HPDM 2008



Workshop History

After several editions linked with the International Parallel & Distributed Processing Sym-posium (1998-2001), and by the SIAM Data Mining conference (2002-2006), this year HPDM is organized in conjunction with the IEEE International Conference on Data Mining.
The upcoming theme of the workshop is support and ex-ploitation of emerging computer architectures such as multi-core CPUs and streaming GPUs. We are looking forward to a very special and exciting 10th edition in Pisa!

10th International Workshop on
High Performance Data Mining
(in conjunction with ICDM)
Pisa, December 15th 2008


09:00 - 09:30
09:30 - 10:30
  Keynote Talk by Prof.
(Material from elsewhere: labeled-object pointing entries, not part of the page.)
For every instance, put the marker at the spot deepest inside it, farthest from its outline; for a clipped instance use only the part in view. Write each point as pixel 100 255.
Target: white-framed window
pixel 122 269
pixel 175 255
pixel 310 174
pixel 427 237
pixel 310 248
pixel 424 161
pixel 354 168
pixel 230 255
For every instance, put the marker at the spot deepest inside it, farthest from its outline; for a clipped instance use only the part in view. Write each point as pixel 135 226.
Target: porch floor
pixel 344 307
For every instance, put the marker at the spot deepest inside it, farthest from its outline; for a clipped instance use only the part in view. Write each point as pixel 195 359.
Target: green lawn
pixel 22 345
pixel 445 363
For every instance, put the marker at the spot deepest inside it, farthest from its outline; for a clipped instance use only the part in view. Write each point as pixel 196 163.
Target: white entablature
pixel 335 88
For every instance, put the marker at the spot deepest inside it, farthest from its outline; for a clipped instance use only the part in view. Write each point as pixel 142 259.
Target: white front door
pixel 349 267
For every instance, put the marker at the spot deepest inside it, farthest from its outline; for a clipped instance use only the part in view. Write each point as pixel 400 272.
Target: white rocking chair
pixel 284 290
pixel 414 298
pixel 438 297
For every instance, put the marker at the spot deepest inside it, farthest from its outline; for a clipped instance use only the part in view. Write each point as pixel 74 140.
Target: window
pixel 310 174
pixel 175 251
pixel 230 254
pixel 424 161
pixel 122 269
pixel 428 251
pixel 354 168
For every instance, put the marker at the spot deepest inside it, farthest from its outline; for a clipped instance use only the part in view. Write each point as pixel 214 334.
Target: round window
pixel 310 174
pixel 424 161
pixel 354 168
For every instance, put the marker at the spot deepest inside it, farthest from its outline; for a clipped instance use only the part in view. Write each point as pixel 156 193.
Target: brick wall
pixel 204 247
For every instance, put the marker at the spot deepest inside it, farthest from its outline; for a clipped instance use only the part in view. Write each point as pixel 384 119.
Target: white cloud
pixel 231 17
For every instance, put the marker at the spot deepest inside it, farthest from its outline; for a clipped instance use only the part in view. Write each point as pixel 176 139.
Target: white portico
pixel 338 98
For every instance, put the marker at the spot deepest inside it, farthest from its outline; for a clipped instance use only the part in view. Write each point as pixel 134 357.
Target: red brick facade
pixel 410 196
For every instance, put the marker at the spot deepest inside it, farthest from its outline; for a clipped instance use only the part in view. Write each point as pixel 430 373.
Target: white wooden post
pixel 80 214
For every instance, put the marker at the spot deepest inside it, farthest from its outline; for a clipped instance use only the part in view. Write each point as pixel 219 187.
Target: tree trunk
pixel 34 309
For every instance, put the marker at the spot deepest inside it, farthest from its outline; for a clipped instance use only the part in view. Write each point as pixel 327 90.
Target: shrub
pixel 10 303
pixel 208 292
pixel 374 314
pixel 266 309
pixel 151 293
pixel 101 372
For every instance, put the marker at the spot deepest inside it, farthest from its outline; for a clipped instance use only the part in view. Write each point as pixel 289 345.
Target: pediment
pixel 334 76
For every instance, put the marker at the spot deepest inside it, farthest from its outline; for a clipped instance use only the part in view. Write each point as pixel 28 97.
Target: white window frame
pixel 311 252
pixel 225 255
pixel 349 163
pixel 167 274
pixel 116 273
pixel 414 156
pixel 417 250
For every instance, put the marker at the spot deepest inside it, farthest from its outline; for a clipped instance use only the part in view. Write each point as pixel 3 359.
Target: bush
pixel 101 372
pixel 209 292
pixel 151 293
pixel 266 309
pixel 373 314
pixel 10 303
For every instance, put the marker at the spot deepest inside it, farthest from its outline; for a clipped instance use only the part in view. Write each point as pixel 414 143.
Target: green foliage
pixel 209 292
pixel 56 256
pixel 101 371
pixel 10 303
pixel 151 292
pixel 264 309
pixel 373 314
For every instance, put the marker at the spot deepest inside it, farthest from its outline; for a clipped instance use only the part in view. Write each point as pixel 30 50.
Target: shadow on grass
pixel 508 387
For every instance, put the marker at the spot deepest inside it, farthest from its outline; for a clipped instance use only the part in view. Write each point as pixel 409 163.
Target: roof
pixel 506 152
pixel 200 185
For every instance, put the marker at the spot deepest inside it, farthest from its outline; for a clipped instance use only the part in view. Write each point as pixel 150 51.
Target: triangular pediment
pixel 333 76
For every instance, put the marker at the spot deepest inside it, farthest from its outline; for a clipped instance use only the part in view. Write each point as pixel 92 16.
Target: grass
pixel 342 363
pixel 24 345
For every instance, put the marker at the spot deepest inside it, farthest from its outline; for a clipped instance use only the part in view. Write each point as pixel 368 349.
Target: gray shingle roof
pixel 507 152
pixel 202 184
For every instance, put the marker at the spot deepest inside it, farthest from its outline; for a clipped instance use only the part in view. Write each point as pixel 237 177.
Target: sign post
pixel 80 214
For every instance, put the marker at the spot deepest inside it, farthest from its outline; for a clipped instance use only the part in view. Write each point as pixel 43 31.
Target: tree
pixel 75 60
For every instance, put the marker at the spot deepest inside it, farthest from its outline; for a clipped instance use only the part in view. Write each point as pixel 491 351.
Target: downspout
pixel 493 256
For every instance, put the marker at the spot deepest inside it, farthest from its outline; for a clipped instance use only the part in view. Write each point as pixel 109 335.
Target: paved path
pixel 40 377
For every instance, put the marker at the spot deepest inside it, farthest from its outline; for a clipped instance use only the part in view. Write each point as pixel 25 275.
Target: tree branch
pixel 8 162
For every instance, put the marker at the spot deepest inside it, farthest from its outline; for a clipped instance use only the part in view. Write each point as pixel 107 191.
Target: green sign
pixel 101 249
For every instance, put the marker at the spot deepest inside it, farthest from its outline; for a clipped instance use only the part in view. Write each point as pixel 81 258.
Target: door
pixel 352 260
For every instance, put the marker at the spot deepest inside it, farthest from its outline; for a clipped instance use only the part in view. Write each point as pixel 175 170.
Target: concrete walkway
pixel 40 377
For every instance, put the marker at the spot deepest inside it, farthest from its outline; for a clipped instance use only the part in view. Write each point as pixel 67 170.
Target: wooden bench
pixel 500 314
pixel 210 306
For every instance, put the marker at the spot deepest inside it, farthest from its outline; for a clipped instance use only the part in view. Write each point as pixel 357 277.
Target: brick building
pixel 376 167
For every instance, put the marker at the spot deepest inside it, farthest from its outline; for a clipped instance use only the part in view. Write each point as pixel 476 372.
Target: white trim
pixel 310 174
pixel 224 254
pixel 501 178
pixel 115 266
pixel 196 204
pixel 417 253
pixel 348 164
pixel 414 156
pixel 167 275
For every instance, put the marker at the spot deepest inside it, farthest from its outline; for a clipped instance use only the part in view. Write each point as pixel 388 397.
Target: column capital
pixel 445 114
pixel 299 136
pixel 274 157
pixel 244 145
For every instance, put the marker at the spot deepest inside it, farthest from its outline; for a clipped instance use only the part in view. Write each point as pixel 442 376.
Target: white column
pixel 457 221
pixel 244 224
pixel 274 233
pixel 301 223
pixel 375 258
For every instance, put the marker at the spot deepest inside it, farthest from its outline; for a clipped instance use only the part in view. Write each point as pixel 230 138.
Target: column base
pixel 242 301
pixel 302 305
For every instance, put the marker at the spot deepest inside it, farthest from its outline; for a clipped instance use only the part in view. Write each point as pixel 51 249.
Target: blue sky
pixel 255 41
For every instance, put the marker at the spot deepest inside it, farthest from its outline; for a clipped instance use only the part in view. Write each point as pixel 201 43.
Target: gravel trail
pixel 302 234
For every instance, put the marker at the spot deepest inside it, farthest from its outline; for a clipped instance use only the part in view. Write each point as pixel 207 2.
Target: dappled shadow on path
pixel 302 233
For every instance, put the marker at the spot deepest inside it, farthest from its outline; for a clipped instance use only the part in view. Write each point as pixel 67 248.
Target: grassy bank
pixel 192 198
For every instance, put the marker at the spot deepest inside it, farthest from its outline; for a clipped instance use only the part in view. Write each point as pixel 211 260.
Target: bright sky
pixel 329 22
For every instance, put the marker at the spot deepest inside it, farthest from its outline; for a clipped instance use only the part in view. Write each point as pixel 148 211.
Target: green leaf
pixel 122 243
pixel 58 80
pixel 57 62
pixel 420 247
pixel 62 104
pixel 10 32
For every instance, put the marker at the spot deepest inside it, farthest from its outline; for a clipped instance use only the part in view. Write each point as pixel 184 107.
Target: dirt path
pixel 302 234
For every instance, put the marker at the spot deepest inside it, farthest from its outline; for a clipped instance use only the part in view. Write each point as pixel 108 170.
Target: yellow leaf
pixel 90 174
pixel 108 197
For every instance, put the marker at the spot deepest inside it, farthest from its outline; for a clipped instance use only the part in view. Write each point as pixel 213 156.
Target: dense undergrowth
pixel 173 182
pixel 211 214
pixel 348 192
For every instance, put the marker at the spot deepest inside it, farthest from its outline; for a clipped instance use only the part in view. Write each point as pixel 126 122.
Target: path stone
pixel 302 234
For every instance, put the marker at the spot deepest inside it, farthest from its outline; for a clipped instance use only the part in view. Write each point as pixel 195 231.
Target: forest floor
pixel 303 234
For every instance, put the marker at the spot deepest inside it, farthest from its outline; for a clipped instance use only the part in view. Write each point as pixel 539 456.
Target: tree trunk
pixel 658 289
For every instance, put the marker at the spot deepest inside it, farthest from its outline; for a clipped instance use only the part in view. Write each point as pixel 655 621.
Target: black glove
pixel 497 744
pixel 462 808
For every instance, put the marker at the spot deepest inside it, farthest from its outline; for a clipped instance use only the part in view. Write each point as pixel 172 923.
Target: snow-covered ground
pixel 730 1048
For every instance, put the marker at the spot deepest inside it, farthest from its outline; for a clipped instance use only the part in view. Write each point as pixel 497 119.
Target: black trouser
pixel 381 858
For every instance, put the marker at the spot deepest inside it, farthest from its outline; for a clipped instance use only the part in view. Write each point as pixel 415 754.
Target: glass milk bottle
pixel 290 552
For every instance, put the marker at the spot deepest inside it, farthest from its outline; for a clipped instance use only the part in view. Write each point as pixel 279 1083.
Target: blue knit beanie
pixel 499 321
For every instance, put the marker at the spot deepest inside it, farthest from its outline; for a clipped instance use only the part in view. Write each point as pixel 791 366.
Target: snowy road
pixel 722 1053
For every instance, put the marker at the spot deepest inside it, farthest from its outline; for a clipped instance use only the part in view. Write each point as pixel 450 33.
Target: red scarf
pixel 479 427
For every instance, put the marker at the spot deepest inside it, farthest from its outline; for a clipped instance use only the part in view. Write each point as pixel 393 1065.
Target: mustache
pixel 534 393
S. Parthasarathy
10:30 - 11:00
  Coffee Break
11:00 - 13:00
  1st session: Grid, SOA and parallel DM
   Service Oriented KDD: A Framework for GRID Data Mining Workflows
   Distributed Linear Programming and Resource Managment for Data Mining in Distributed Environments
   Distributed Data Mining Models as Services on the Grid
   Parallel Hierarchical Clustering on Market Basket Data
13:00 - 14:30
  Lunch Break
14:30 - 16:00
  2nd session: Parallel and Distributed DM
   Chi-Square Test Based Decision Trees Induction in Distributed Environment
   Investigation of Various Matrix Factorization Methods for Large Recommender Systems
   Efficient Distance Computation Using SQL Queries and UDFs
16:00 - 16:30
  Coffee Break
16:30 - 18:00
  3rd session: High performance DM
   Stream-Close: Fast Mining of Closed Frequent Itemsets in High Speed Data Streams
   Mining Unstructures Text at Gygabytes per Second Speeds
   Exploiting Graphic Card Processor Technology to Accelerate Data Mining Queries in SAP NetWeaver BIA

Each speaker will have 25 minutes for the presentation, plus 5 minues for questions. A laptop will be provided, therefore feel free send us your presentation in advance.

Keynote Talk

Speaker: Prof. Srinivasan Parthasarathy, Ohio State University
Title: Mining and Managing Tree Structured Data Efficiently


Recently the use of structured and semi-structured data has been increasing at a tremendous pace. Applications ranging from bioinformatics to XML databases from the World Wide Web to Computational Linguistics are generating and processing large amounts of structured and semi-structured data. There is a clear and present need to develop efficient algorithms to index, process. manage, and analyze such data.

In this talk I will cover our recent efforts on mining and managing tree structured data -- a sub class of problems in this field with applications in Linguistic data analysis and XML data management. Specifically we will discuss the role of "succinct" encodings and data structures when developing memory and I/O efficient solutions for indexing XML data. Additionally, in the context of mining tree structured data we will present similar ideas and solutions for multicore systems. Here, in addition to algorithm designs that reduce the latency to memory we also consider mechanisms to reduce the off-chip memory traffic or bandwidth. We also explore an adaptive task and data parallel algorithm design that facilitates effective parallelization in the presence of data and workload skew. A detailed analysis and performance benchmarking study validates the utility of the proposed algorithms. We will conclude with a discussion of the general purpose utility of the techniques developed and outline directions of future work.

This is joint work with my graduate student -- Shirish Tatikonda.



Dr. Srinivasan Parthasarathy received his PhD in Computer Science from the University of Rochester, New York, USA. He is currently an Associate Professor in the Computer Science and Engineering Department at the Ohio State University (OSU). Currently he is spending a delightful sabbatical year visiting the Database group at the National University of Singapore. His research interests are broadly in the areas of Data Mining, Databases, Bioinformatics and High Performance Computing.

He is a recipient of an NSF CAREER award in 2003, a DOE Early Career Award in 2004, an Ameritech Faculty fellowship in 2001 and an IBM Faculty Award in 2007. His papers have received several best paper awards from leading conferences in the field, including ones at SIAM international conference on data mining (SDM), IEEE international conference on data mining (ICDM), the Very Large Databases Conference (VLDB) and most recently at ACM Knowledge Discovery and Data Mining (SIGKDD).

He is a member of the ACM and the IEEE and has served on the program committees of leading conferences in the fields of data mining, databases, and high performance computing. He currently serves on the editorial boards of several journals including the IEEE Intelligent Systems, Distributed and Parallel Databases Journal, and the Data Mining and Knowledge Discovery: An International Journal. He served as one of the program chairs of SIAM Data Mining in 2007 and is currently serving as one of the general chairs for the 2009 edition.